Let $C_n$ denote the boundary of the square formed by the lines x= $\pm$ $N$$\pi$ and y = $\pm$ $N$$\pi$ where $N$$\in$ $\mathbb{N}$, and let the orientation of $C_n$ be counterclockwise. Show that $\exists$ $M>0$ not depending on $N$ such that $\mid$ $\int_{C_n}$ $\frac{dz}{z^2cosz}$ $\mid$ $\leq$ $\frac{M}{N}$.
I know that this problem is about Estimation Lemma.

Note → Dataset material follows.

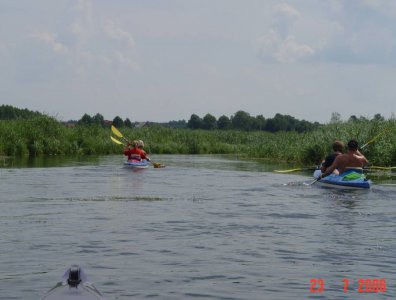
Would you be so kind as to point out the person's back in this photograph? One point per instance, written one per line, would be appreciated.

But I can't find M which is not depending on $N$. How can I slove this problem?
Let $f(z)=z^{-2}\sec z$.
By Cauchy’s theorem $$I:=\int_{C_N}f(z)dz=\int_{|z|=N\pi}f(z)dz$$
$$|I|=\left\vert \int_{|z|=N\pi} fdz\right\vert=\left\vert\int^{2\pi}_0f(N\pi e^{it})iN\pi e^{it}dt\right\vert$$
By triangle inequality, this is bounded by $$\int^{2\pi}_0 |f(N\pi e^{it})|N\pi dt=\int^{2\pi}_0\frac{|\sec(N\pi e^{it})|}{N\pi}dt$$
Moreover,
$$|\sec(a+bi)|=\frac2{|e^{ia}e^{-b}+e^{-ia}e^{b}|}=O\left(\frac1{e^{|b|}}\right)$$
Thus, the integral is further bounded by $$C\cdot\frac{e^{-N\pi}}{N\pi}$$ for some positive constant $C$. The upper bound of the magnitude of integral clearly tends to zero as $N\to\infty$, thus so as $I$.
I skipped a few details. You may ask me to add them if they would help your understanding.